My local rescue, Lovebugs Rescue of Orange County, currently has these gorgeous Maltese mixes for adoption. They are bonded sisters who were owner surrenders. Tiny at 5 lbs each. Sweet and a little shy. Aren't they gorgeous?! It's a good think I already have 3, they are so hard to resist. If you know of anyone who might be interested, please send them my way.:wub:


----------



## Summergirl73 (Sep 18, 2011)

Oh they are precious! So glad to hear that they are a bonded pair and hoping that they find the perfect forever home together.


----------



## Bailey&Me (Mar 8, 2010)

Oh they sure are adorable!!! 


Sent from my iPhone using PG Free


----------



## luvsmalts (Oct 21, 2008)

Good thing I live so far away, they are too cute. Someone will be very lucky to get them.


----------



## IzzysBellasMom (Jan 16, 2013)

I love the way they really brought out the cuteness in them with these pictures. I see a lot of pics from the local rescues here, but they just snap a quick shot of them. These really make you want to take them home.


----------



## Zoe's Mom88 (Apr 25, 2011)

So cute! Will keep them in mind for someone who may be interested.


----------



## maltese manica (Nov 6, 2012)

They are so cute!!! I hope they find homes Good homes!!!


----------



## babycake7 (Jan 30, 2012)

I appreciate the way they took time to photograph them. They are super adorable babies. I would not be able to resist them if I lived in the area. The little black and white one has such soulful eyes. They are precious. I hope they will find a great home TOGETHER.


----------



## Fluffdoll (Aug 9, 2012)

Awwwww!! Look at those face :wub: Too cute!! I'm sure these sweeties will find a home in no time! 

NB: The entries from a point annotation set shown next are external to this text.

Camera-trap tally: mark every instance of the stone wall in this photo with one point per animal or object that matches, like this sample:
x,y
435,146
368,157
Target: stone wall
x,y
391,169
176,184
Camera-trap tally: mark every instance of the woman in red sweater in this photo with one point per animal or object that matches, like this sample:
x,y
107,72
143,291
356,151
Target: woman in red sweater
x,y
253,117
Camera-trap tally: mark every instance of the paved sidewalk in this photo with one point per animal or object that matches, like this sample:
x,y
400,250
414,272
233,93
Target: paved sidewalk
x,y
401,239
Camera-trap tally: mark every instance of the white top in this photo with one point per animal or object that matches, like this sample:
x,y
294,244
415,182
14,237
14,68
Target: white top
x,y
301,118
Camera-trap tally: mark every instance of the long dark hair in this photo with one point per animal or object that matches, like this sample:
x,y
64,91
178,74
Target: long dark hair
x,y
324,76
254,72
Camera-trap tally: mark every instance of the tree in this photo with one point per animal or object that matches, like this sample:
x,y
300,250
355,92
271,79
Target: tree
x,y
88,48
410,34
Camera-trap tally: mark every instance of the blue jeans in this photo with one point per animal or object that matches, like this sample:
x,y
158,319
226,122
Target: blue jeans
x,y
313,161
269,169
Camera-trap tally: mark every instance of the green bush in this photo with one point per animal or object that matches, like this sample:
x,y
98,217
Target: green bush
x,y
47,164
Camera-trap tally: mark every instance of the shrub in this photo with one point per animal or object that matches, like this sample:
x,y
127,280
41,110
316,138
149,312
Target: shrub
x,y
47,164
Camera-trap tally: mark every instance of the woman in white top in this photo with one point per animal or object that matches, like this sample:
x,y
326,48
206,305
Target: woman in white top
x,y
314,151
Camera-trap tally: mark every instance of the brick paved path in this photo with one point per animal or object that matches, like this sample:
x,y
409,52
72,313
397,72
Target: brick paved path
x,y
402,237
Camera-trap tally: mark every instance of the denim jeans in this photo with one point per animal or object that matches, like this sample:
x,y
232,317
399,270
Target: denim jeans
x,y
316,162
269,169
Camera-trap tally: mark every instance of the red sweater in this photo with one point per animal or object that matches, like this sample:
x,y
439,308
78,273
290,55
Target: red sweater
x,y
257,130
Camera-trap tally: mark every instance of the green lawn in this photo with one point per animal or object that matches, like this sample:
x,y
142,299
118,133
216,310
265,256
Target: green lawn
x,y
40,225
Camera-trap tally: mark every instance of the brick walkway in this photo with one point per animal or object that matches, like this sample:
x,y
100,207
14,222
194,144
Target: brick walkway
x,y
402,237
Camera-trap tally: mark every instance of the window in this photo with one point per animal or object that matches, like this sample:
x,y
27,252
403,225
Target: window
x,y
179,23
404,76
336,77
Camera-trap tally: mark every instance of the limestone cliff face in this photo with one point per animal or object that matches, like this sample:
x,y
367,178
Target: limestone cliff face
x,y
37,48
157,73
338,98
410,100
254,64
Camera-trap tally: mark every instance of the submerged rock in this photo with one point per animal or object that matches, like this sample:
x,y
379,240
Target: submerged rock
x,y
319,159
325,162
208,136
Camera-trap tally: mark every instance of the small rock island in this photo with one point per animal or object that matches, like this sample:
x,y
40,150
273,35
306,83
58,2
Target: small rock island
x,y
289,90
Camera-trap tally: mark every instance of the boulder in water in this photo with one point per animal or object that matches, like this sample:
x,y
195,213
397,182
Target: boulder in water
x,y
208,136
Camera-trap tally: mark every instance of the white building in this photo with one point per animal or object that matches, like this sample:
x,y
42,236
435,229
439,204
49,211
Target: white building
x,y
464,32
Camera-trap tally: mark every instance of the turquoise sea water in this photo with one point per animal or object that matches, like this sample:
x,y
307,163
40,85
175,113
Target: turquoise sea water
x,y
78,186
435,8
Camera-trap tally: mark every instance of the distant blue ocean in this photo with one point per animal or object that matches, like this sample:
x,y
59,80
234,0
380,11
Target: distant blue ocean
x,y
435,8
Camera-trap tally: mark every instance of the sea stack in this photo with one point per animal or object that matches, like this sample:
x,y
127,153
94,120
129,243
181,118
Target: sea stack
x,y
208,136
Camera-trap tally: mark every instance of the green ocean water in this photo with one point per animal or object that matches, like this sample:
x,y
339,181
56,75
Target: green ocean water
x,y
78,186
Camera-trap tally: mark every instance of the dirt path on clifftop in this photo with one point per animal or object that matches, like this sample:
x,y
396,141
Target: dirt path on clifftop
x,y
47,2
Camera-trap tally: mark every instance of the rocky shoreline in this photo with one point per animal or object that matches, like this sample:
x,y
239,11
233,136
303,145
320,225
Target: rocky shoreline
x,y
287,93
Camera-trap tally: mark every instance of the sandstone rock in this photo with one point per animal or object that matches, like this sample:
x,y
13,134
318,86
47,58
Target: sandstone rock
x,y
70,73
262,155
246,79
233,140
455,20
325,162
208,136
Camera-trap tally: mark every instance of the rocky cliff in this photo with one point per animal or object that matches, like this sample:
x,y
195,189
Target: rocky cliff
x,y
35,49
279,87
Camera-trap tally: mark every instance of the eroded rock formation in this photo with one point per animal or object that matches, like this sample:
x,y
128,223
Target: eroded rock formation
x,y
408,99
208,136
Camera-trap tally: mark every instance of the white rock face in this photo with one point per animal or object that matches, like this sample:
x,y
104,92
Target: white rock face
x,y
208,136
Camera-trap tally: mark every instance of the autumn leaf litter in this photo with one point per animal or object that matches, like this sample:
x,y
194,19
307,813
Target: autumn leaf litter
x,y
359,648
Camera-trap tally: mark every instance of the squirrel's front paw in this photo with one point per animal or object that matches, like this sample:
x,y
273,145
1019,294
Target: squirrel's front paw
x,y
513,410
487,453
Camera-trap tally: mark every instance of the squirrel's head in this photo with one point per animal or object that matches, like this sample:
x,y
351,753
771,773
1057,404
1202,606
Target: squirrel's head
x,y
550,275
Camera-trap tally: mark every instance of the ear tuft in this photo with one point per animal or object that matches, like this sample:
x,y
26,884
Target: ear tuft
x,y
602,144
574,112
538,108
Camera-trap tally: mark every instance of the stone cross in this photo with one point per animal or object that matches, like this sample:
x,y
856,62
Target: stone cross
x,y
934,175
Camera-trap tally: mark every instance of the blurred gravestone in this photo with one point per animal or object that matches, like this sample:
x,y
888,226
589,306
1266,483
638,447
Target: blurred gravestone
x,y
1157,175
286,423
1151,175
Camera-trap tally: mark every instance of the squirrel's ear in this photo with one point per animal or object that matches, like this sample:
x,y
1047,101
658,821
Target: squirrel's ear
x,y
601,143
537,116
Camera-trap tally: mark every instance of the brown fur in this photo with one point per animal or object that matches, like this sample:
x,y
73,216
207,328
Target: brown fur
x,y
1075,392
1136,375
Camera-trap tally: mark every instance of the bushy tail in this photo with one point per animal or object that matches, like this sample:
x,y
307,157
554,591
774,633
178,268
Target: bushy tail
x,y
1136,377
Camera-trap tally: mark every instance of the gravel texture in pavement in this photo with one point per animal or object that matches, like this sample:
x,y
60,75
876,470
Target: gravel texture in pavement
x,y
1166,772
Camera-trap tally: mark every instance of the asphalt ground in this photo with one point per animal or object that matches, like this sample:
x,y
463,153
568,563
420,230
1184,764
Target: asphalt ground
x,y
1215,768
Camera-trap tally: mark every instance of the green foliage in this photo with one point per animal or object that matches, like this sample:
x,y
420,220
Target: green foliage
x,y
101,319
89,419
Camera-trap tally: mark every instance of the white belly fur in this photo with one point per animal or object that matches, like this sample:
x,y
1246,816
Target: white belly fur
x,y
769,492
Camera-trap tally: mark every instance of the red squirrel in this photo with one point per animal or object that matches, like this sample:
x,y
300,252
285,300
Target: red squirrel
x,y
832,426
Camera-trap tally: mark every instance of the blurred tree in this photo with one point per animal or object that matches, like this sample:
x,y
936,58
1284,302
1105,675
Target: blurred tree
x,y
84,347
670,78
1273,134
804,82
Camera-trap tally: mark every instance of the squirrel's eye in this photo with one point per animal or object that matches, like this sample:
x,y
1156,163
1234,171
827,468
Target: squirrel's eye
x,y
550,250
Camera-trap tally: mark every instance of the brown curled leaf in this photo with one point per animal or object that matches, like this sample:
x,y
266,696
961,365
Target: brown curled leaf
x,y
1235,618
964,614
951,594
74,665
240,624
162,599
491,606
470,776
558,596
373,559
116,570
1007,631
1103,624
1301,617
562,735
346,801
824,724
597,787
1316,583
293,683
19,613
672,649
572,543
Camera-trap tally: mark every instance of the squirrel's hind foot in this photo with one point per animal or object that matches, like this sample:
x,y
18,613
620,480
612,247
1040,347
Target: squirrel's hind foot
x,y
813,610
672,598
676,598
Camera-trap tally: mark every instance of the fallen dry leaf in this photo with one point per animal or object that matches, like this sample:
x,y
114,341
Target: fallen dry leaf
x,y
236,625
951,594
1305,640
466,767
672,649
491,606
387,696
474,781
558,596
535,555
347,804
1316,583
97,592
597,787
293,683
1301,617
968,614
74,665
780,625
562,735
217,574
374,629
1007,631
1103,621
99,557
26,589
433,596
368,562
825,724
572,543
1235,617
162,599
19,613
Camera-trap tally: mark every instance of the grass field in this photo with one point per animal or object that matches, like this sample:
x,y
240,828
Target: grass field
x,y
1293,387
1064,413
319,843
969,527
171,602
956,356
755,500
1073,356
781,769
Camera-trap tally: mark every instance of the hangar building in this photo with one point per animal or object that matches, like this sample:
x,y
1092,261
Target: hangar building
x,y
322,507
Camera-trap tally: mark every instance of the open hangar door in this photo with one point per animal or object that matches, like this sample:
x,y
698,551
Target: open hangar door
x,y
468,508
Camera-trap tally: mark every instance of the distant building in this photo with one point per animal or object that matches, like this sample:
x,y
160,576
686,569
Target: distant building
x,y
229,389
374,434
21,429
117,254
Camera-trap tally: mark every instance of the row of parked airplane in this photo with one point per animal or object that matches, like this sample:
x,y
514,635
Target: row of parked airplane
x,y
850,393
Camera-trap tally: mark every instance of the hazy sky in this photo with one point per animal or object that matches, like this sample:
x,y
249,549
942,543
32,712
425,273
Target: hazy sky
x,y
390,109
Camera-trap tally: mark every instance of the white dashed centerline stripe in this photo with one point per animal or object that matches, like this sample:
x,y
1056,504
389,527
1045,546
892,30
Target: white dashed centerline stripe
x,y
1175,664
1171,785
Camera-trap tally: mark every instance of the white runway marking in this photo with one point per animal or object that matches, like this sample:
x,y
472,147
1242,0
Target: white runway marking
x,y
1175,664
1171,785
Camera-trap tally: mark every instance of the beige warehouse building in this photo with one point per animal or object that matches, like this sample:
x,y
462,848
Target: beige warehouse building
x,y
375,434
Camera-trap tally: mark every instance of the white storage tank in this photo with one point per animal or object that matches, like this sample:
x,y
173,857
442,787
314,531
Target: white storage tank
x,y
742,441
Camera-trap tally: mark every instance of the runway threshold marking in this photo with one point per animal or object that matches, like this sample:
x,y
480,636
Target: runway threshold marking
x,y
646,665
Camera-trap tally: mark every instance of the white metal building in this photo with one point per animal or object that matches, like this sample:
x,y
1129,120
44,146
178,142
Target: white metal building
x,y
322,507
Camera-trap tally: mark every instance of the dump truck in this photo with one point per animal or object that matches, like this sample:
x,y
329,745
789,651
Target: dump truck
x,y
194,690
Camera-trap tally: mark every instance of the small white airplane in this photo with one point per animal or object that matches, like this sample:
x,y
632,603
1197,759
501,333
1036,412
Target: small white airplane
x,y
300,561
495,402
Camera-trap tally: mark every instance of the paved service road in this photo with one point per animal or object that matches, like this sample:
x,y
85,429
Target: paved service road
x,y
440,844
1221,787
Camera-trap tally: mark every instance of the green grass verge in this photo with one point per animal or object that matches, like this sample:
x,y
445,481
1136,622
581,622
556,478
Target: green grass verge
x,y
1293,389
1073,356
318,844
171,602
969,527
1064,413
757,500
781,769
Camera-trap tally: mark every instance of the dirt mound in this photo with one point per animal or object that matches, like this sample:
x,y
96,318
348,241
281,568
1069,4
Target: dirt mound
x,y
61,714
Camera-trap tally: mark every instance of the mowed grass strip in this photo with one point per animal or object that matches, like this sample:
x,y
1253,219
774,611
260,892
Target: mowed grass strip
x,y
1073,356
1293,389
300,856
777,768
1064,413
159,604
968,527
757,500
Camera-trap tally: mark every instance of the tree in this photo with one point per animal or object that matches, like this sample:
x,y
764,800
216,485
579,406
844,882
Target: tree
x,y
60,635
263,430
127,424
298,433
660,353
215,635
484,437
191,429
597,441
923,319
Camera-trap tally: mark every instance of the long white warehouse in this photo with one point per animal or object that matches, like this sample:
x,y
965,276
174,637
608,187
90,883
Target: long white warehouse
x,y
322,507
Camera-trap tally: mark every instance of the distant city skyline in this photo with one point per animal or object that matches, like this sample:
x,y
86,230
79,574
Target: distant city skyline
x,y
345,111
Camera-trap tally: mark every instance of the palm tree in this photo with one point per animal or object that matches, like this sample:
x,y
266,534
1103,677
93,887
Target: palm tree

Sent from Petguide.com Free App


----------



## edelweiss (Apr 23, 2010)

Absolutely adorable!!!!!!
I feel sad they had to be surrendered, but thankful they are still together. I will pray the perfect couple can take them.


----------



## Matilda's mommy (Jun 1, 2005)

someone is going to be so blessed in their lives when they adopt these two. They are just the cutest, I'm so glad they will be together.


----------



## gopotsgo (May 21, 2009)

Thanks everyone for your kind comments. Lovebugs Rescues's photographer does do a wonderful job. Always a theme. Like when they named a litter of puppies after candies their pics had big lollipops and the like surrounding them. Too cute! I'll keep everyone updated.


----------